Avant que d’être contemporaine et déstructurée, longtemps l’Architecture fut classique avec ses façades guindées obéissant à une symétrie parfaite inspirée de l’architecture des Palazzi Italiens de la Renaissance et des riches demeures d’Andrea Palladio. Le relevé de la place Vendôme (ci-dessus) effectué pendant mes années d’études montre bien ce rythme des façades distribués sur trois niveaux. Succession rythmée d’arcades lobées en rez-de-chaussée surmontées de deux étages nobles avec alternances d’ouvertures (les fenêtres) et pilastres pour reprendre les charges. Enfin en toiture un étage de service éclairé par des oculus. Toutefois il n’y a pas que dans le dessin d’Architecture que l’on trouve un rythme. Il est aisé d’en percevoir un chez Escher ou dans les peintures d’artistes modernes comme Victor Vasarely, Sonia Delaunay ou Piet Mondrian pour ne citer que ceux là. Dans l’œuvre de ce dernier l’alternance des vides (blancs) et des pleins (couleurs) et des 3 primaires (Jaune, Rouge et Bleu) avec les Noirs et les Gris créé un rythme géométrique.
Œuvre de Piet MONDRIAN
Toutefois dans la peinture des Maîtres du passé il est possible aussi de trouver des rythmes comme je vais le montrer avec “la Cène” de Philippe de Champaigne. Dans cette scène nous assistons au dernier repas du Christ au cours duquel il annonce qu’avant que le coq n’ai chanté trois fois l’un de ses disciples le trahira. On perçoit dans la main gauche (la main qui reçoit par opposition à la main droite qui donne) de Judas Iscariote la bourse contenant les trente deniers reçus en récompense de sa trahison. En observant les personnages nous pouvons constater que Jésus occupe la position centrale avec de part et d’autre deux disciples. Le disciple à la gauche du tableau avec une tunique Verte et Rouge (couleurs complémentaires symbolisant la Terre et le Feu) tandis que le disciple à la droite du tableau arborre les deux couleurs complémentaires Jaune et Bleu (qui représentent ici l’Air et l’Eau). Jésus au centre représente ainsi la Quinte essence. A gauche et à droite du tableau deux groupes de cinq personnages dont celui de Judas sur la gauche.
Nous avons donc un premier rythme de 5 + 3 + 5. Ce premier rythme se décompose en d’autres rythmes cachés qui sont par exemple le rythme des mains visibles sur le tableau au nombre de 19 mains que l’on décompose en 7 + 6 + 6 (7 mains pour le “groupe de Judas”, 6 mains pour celui de Jésus et ses deux compagnons, et 6 mains pour le groupe de droite).

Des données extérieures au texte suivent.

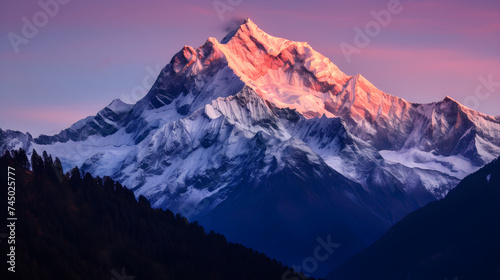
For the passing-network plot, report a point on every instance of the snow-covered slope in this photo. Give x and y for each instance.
(232, 129)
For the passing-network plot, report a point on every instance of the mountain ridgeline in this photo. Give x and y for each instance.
(75, 226)
(267, 141)
(457, 237)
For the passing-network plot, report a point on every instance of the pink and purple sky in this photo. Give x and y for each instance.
(88, 53)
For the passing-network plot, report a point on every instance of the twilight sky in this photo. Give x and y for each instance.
(84, 54)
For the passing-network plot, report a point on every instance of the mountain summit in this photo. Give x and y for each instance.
(266, 141)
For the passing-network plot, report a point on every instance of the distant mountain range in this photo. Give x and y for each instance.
(268, 142)
(457, 237)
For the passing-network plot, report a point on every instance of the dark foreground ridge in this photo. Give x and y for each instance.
(457, 237)
(74, 227)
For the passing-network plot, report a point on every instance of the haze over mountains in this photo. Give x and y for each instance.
(268, 142)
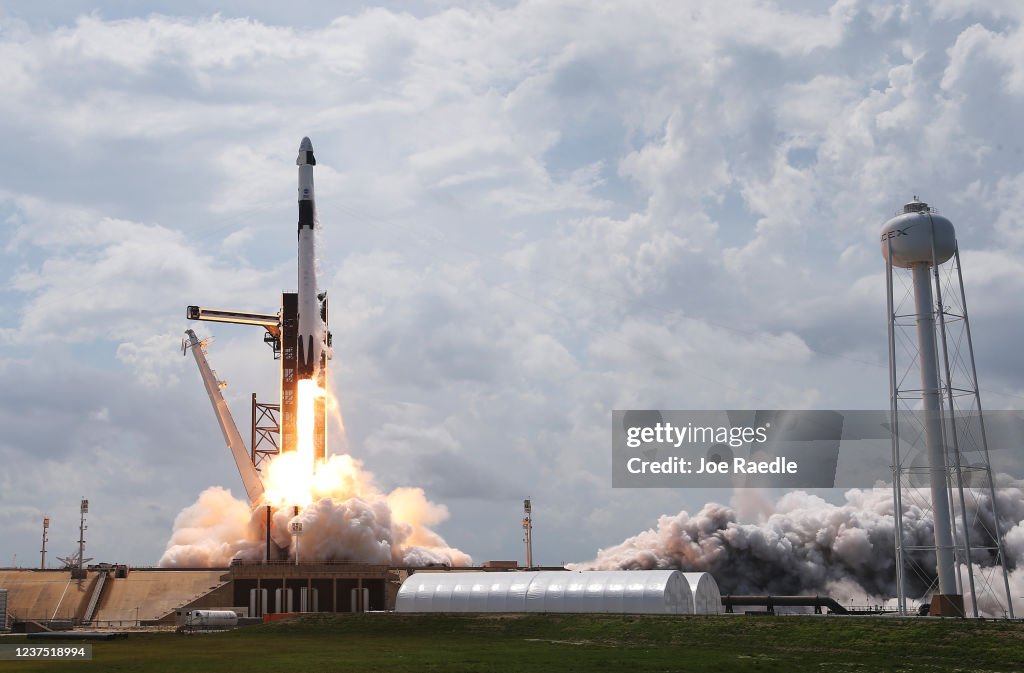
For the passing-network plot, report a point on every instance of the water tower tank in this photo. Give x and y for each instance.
(910, 235)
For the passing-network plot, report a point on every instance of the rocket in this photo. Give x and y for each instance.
(298, 334)
(311, 338)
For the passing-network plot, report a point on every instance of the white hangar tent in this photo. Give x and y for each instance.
(704, 589)
(635, 592)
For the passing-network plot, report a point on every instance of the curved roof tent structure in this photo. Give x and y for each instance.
(634, 592)
(707, 597)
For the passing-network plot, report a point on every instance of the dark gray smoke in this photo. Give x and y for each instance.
(806, 545)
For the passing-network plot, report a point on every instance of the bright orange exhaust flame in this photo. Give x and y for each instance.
(290, 476)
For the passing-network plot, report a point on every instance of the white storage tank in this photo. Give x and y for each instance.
(211, 619)
(707, 597)
(633, 592)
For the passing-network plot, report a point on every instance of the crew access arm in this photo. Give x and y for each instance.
(250, 477)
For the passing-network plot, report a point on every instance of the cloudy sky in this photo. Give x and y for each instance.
(532, 213)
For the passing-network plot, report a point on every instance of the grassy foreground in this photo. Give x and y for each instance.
(564, 643)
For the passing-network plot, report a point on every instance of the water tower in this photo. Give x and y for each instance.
(940, 454)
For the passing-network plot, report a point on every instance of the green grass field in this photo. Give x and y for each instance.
(565, 643)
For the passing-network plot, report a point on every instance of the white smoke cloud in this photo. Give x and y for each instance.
(807, 545)
(348, 519)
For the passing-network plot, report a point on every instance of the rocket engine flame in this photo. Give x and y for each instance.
(345, 515)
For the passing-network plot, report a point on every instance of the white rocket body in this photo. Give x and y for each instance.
(311, 333)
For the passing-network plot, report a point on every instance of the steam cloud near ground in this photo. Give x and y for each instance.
(805, 545)
(349, 519)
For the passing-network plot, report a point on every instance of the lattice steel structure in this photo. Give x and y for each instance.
(940, 458)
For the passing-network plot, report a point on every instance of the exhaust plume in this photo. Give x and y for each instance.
(804, 544)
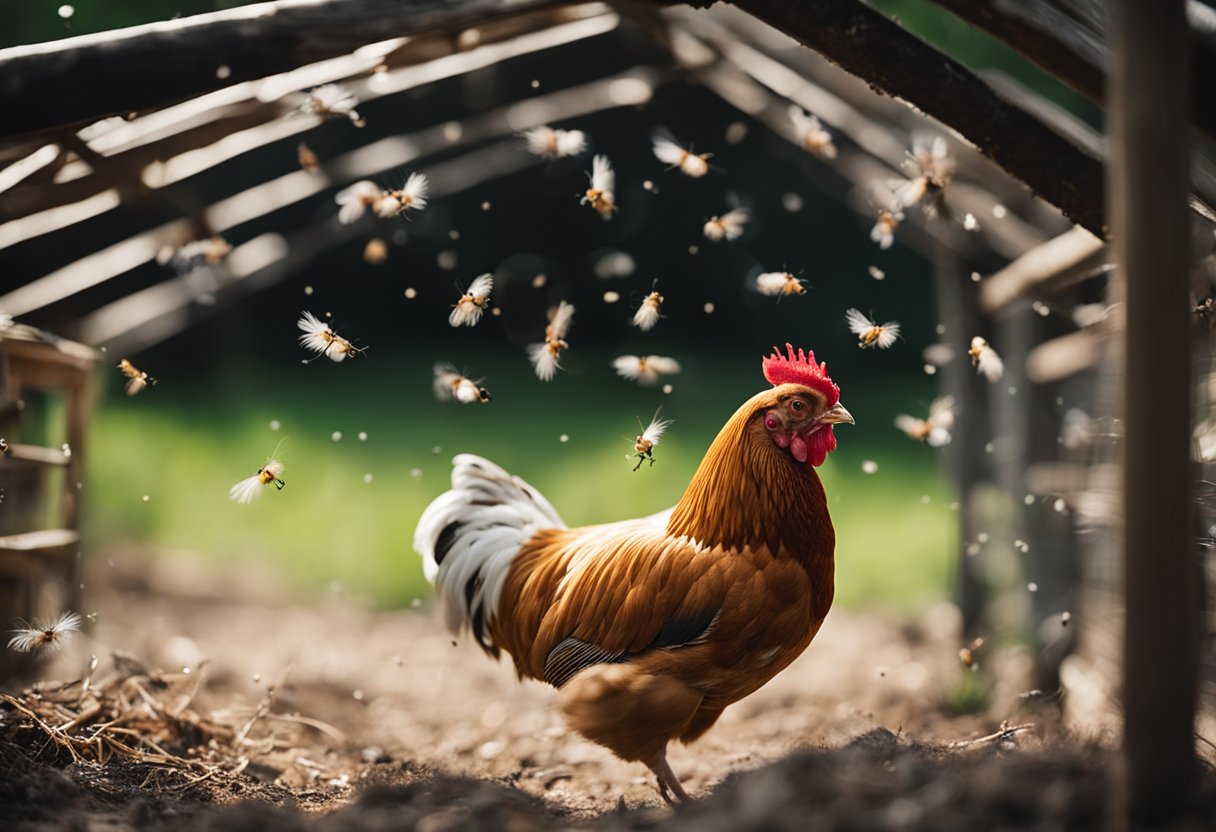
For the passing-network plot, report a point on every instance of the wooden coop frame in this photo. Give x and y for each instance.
(122, 134)
(40, 509)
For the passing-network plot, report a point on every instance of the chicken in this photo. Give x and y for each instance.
(652, 627)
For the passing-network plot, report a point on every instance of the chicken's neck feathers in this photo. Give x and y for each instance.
(749, 493)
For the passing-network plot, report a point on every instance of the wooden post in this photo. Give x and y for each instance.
(1147, 192)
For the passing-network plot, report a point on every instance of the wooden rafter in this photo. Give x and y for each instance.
(890, 58)
(1073, 54)
(76, 80)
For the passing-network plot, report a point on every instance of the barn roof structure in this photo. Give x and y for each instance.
(113, 144)
(100, 176)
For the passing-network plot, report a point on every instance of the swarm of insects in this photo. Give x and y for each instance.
(671, 153)
(727, 226)
(467, 312)
(601, 195)
(935, 429)
(139, 380)
(648, 439)
(780, 284)
(555, 144)
(249, 488)
(49, 636)
(648, 314)
(811, 134)
(414, 196)
(322, 339)
(645, 369)
(870, 333)
(884, 228)
(985, 359)
(450, 384)
(545, 358)
(932, 168)
(332, 100)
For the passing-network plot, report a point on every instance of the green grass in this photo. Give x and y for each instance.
(185, 448)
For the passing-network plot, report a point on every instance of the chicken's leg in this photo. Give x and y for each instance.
(669, 785)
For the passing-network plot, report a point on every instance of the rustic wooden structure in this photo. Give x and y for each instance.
(44, 408)
(1045, 440)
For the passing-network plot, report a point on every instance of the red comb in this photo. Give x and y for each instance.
(803, 370)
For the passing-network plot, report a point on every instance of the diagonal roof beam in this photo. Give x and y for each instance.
(82, 79)
(1077, 56)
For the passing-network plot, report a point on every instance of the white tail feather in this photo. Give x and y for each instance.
(468, 538)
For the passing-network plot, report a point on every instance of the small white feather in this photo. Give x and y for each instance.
(247, 490)
(603, 178)
(857, 322)
(415, 192)
(647, 315)
(561, 320)
(544, 360)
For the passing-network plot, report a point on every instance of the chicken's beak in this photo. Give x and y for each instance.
(836, 415)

Un autre rythme est induit par le nombre de pieds visibles sur le tableau. Nous avons 9 pieds visibles qui se répartissent comme suit:
A gauche 2 pieds (ceux de Judas) puis 6 pieds cachés sous la table et enfin à droite 1 seul et unique pied visible soit un rythme de 2 + 6 + 1.

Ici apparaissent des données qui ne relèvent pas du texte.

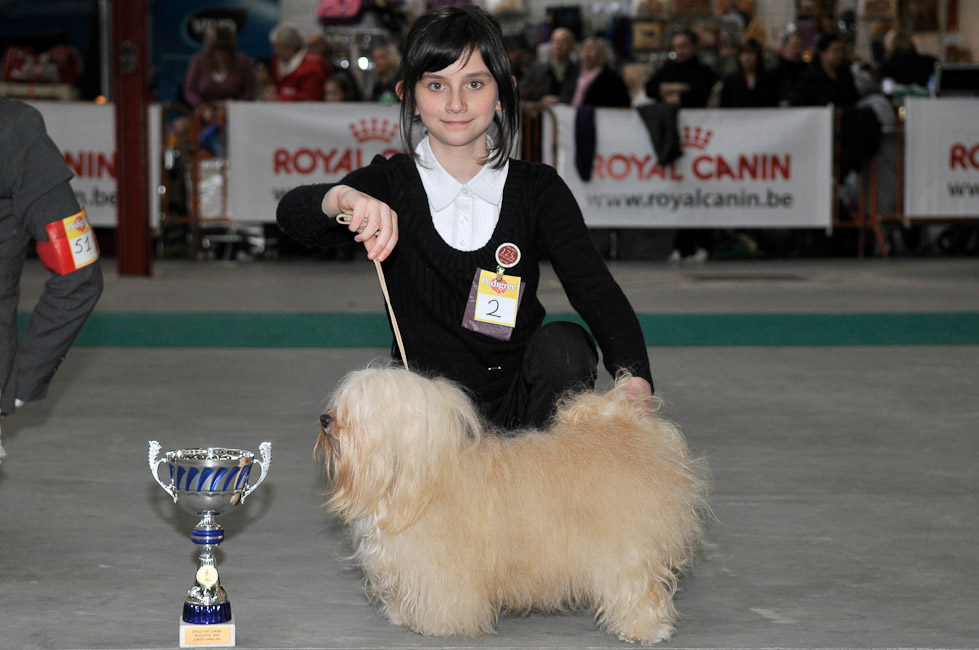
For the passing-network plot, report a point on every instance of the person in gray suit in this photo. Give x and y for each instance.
(37, 202)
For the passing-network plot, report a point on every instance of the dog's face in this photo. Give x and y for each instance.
(385, 438)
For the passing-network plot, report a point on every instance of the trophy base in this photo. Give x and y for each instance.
(215, 635)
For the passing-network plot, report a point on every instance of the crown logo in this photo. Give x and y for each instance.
(374, 129)
(695, 137)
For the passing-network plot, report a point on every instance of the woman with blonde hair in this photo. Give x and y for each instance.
(219, 71)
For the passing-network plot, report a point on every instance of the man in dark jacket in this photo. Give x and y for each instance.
(36, 202)
(598, 84)
(684, 79)
(553, 81)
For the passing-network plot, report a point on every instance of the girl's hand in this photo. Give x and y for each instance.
(637, 387)
(374, 221)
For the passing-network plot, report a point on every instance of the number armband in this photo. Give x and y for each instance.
(71, 244)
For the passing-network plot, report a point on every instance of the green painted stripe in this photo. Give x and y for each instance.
(338, 330)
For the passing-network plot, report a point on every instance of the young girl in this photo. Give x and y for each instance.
(457, 220)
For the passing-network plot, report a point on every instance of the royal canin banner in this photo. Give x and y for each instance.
(739, 168)
(274, 147)
(941, 162)
(86, 134)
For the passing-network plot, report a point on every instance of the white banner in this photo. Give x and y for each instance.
(86, 135)
(274, 147)
(941, 161)
(740, 168)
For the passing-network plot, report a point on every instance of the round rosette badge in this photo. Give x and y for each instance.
(507, 255)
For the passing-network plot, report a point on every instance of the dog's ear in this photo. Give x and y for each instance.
(402, 440)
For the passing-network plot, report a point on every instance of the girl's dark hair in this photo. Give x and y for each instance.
(441, 37)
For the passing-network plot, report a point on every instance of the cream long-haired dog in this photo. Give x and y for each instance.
(452, 524)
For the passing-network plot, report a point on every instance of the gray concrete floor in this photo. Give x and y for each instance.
(846, 485)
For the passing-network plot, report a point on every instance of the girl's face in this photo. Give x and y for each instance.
(457, 105)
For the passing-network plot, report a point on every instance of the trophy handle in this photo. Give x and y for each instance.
(266, 449)
(154, 451)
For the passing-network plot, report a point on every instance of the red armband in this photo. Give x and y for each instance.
(71, 244)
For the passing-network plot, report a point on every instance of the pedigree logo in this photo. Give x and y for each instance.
(374, 129)
(695, 137)
(499, 286)
(721, 166)
(961, 156)
(79, 225)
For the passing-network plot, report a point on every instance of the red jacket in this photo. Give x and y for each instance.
(305, 83)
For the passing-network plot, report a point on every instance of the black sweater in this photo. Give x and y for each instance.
(429, 281)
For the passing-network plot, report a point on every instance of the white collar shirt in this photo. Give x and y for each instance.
(464, 214)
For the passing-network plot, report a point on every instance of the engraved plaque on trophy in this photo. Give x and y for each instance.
(208, 482)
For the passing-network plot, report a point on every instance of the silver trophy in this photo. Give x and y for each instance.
(208, 482)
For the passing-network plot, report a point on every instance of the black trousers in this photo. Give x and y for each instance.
(560, 357)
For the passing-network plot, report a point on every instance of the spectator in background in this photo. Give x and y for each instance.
(265, 90)
(827, 79)
(335, 67)
(684, 79)
(317, 44)
(521, 55)
(387, 67)
(790, 66)
(299, 74)
(217, 73)
(553, 81)
(904, 65)
(338, 89)
(598, 84)
(635, 76)
(751, 86)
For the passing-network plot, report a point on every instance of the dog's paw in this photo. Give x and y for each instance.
(648, 637)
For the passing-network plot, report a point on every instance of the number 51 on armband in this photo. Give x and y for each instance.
(71, 244)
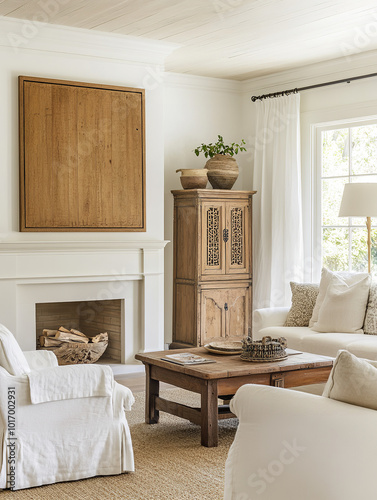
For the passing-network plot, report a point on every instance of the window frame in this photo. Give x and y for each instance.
(317, 130)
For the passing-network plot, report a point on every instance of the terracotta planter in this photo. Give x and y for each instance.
(193, 178)
(222, 171)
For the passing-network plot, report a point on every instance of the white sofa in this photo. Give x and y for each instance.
(270, 322)
(59, 423)
(291, 446)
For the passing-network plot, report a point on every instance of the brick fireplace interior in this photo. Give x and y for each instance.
(90, 317)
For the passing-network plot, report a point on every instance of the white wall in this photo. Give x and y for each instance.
(92, 260)
(197, 110)
(321, 105)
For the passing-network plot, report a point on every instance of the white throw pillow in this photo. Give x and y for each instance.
(344, 306)
(326, 277)
(11, 356)
(353, 380)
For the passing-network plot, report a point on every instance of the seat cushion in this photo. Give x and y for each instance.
(343, 308)
(328, 344)
(353, 380)
(365, 347)
(293, 334)
(11, 356)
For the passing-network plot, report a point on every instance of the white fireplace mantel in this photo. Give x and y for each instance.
(36, 272)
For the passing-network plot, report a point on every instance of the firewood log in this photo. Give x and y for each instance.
(77, 332)
(100, 338)
(62, 329)
(70, 337)
(51, 342)
(49, 333)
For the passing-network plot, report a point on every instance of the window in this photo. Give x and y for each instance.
(348, 154)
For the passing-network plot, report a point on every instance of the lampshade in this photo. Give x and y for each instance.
(359, 200)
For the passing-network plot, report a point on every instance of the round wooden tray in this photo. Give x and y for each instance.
(264, 360)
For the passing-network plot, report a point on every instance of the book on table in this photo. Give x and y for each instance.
(186, 358)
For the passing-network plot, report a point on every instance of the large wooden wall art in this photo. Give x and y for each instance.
(82, 156)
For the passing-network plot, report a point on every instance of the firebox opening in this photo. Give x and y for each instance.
(91, 317)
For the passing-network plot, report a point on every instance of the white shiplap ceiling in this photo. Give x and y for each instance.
(236, 39)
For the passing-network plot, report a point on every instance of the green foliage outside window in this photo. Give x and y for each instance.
(348, 155)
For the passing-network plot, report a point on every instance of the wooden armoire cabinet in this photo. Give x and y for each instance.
(212, 265)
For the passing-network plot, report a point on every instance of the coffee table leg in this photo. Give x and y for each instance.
(209, 414)
(152, 389)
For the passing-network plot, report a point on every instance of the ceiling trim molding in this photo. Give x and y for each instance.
(312, 74)
(185, 80)
(22, 34)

Il existent d’autres rythmes possibles par exemple le nombre de visages tournés vers la droite du tableau (6) opposé au nombre de visages tournés vers la gauche (5) avec un visage tourné vers le fond (1 = personnage de dos) qui contrebalance le visage du Christ qui nous fait face (1) soit un rythme 6 + 5 + 1 + 1
La Cène – Philippe de Champaigne
On pourrait encore, établir un rythme basé sur l’alternance et la répétition des couleurs (rouge, vert, jaune, bleu, rose et blanc) et leur symbolique, ou encore étudier la position et l’orientation des mains, ou le nombre d’yeux avec leurs directions. Comment donc définir un rythme ? Un rythme est la répétition d’un élément dans une séquence (une suite d’éléments organisés de façon régulière ou irrégulière). A la batterie un tempo peut être “martelé” de façon régulière, ou bien au contraire le batteur peut casser le rythme pour créer un nouveau tempo. En peinture, dessin, architecture, sculpture un élément peut être répété “systématiquement” ou de façon “anarchique”. Cet élément peut être assemblé et ordonné en une suite logique (grouper) ou disséminé de façon aléatoire (dégrouper) sur toute la surface à traiter (la feuille de dessin, la toile, le mur, le terrain…).
Le “dripping” de Jackson Pollock est un exemple de rythme aléatoire. Une goutte de peinture tombe à espace temps régulier – toutes les x secondes – mais en une position spatiale totalement aléatoire. Pour cela il suffit de prendre un récipient (pot de peinture) percé d’un trou. La “siruposité” de la peinture fait que le liquide mettra un certain laps de temps pour s’écouler par le trou. Le pot étant suspendu par une corde il suffit de lui donner un mouvement de balancier ou de torsade pour que le pot se mette en mouvement en libérant sa charge de peinture de façon aléatoire à cause des mouvements désordonnés du pot.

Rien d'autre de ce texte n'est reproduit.